KZTC-LD, virtual and VHF digital channel 7, is an American low-powered AMGTV-affiliated television station licensed to San Diego, California, and owned by Civic Light, Inc.

KZTC-LD transmits from Mount Woodson, northeast of Poway, and serves mainly the northwest portion of coastal San Diego County. Its signal also reaches other parts of east San Diego County, albeit with some interference. When the station is on the air with its VHF signal on channel 7, it blocks Los Angeles' ABC-owned KABC-TV, which also has a digital signal on channel 7 that can be received when KZTC is off the air for whatever reason.  The station went from airing infomercials to rebroadcasting MundoFox (now defunct) from XHDTV-TDT's second digital subchannel (49.2), a MyNetworkTV affiliate, operated by Entravision Communications.

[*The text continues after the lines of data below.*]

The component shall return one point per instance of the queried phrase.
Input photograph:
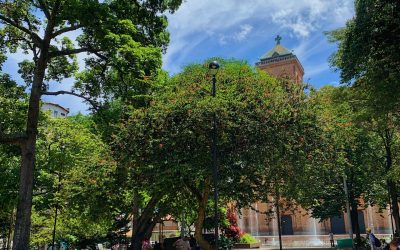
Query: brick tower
(281, 63)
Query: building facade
(281, 63)
(297, 226)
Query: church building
(281, 63)
(297, 226)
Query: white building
(55, 109)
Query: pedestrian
(394, 244)
(116, 246)
(182, 244)
(146, 244)
(331, 239)
(373, 241)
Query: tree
(349, 152)
(368, 52)
(74, 175)
(171, 137)
(12, 107)
(124, 41)
(368, 59)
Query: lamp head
(213, 67)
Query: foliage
(260, 128)
(225, 243)
(248, 239)
(368, 52)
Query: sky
(245, 30)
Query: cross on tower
(278, 39)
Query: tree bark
(28, 150)
(391, 185)
(143, 223)
(201, 213)
(354, 219)
(10, 230)
(394, 204)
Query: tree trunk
(201, 214)
(394, 204)
(278, 215)
(354, 219)
(28, 150)
(10, 230)
(135, 217)
(392, 185)
(143, 223)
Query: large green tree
(170, 140)
(75, 176)
(368, 55)
(347, 151)
(368, 58)
(123, 41)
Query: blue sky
(242, 29)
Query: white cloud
(243, 33)
(229, 21)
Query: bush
(224, 243)
(248, 239)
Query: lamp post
(213, 69)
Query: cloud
(236, 21)
(243, 33)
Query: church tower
(281, 63)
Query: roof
(278, 50)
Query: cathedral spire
(278, 39)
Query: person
(331, 239)
(192, 242)
(146, 244)
(182, 244)
(372, 240)
(393, 245)
(115, 247)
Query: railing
(275, 59)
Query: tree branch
(46, 11)
(63, 92)
(68, 52)
(66, 29)
(36, 39)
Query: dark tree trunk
(28, 150)
(278, 215)
(354, 219)
(391, 184)
(394, 204)
(10, 230)
(201, 214)
(143, 223)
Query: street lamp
(213, 70)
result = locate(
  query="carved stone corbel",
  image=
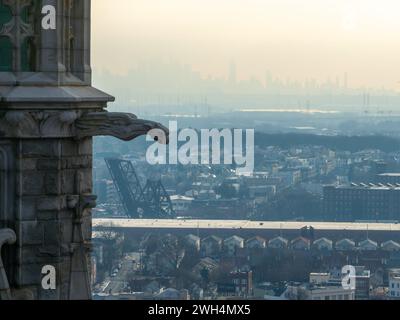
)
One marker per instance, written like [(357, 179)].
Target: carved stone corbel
[(125, 126), (7, 236)]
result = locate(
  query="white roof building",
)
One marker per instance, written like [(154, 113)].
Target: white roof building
[(278, 243), (368, 245), (323, 244), (390, 246)]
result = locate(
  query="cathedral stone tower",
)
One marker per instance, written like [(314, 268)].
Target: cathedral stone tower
[(49, 113)]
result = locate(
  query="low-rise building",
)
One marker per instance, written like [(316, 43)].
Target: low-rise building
[(394, 284), (211, 246), (256, 242)]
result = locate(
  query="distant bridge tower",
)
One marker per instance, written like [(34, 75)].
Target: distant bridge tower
[(49, 113)]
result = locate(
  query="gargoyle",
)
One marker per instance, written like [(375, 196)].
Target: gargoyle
[(125, 126), (7, 236)]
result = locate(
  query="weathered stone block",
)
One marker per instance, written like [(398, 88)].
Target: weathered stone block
[(32, 233), (52, 183), (67, 182), (30, 274), (51, 203), (48, 164), (28, 208), (69, 148), (52, 233), (32, 183), (86, 147), (27, 164)]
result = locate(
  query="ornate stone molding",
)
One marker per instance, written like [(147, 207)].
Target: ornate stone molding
[(7, 236), (67, 124)]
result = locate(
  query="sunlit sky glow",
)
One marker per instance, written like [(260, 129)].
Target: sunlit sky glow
[(296, 39)]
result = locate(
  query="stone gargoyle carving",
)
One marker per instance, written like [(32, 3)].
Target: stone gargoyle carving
[(125, 126), (7, 236)]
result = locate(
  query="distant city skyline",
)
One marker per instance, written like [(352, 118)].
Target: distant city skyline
[(306, 42)]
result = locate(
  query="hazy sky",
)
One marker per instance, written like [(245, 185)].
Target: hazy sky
[(295, 39)]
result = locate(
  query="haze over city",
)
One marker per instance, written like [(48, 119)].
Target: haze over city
[(295, 41)]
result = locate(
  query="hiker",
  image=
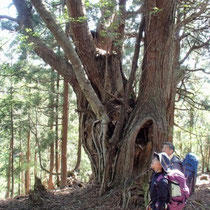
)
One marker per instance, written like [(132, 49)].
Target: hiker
[(159, 189), (175, 162), (190, 167)]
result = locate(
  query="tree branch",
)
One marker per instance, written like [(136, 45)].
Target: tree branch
[(8, 18), (193, 16), (194, 47), (135, 57), (189, 131), (69, 50)]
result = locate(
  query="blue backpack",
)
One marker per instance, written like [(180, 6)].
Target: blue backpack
[(190, 168)]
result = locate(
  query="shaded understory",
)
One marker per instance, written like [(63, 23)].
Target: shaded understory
[(87, 198)]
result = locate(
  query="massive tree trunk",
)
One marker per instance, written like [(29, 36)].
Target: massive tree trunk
[(119, 130)]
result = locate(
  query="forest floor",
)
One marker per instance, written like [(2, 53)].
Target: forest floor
[(87, 197)]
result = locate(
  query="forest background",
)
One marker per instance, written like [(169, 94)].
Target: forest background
[(32, 106)]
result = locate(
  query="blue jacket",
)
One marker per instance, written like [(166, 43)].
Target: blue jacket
[(176, 163), (159, 192)]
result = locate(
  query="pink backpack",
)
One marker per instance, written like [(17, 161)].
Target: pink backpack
[(179, 191)]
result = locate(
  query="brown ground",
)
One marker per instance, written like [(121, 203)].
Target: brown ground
[(87, 198)]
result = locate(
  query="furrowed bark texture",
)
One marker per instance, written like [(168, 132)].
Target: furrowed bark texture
[(118, 130)]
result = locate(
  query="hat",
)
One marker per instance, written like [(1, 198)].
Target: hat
[(163, 159)]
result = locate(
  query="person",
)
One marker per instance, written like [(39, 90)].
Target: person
[(175, 162), (159, 187)]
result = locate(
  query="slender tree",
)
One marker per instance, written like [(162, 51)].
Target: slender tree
[(64, 135), (120, 128)]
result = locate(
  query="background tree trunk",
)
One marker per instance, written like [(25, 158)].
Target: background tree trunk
[(64, 136), (51, 122), (27, 172)]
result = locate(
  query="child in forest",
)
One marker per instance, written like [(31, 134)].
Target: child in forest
[(159, 187)]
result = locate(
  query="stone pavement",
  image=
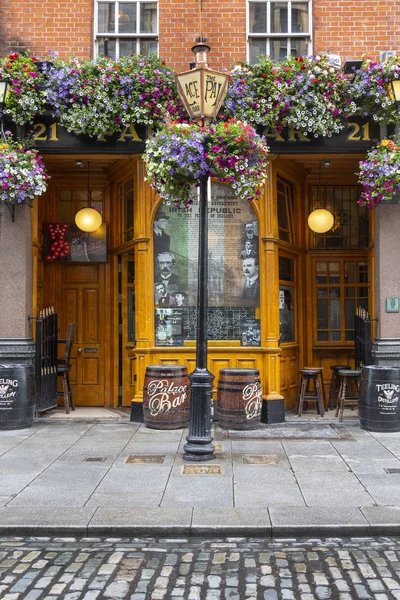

The station's schedule consists of nonstop paid programming. Owner Civic Light Television claims to have operated low power television operations in the San Diego area since 1990, when the FCC began to authorize television stations of that type. While KZTC's license goes back to 1990 when it operated on UHF channel 63 as "Bay 63" (with the call sign K63EN), it moved to analog VHF channel 7 in July 2010 in order to vacate the defunct channel 52-69 channel space in the FCC's revised UHF bandplan.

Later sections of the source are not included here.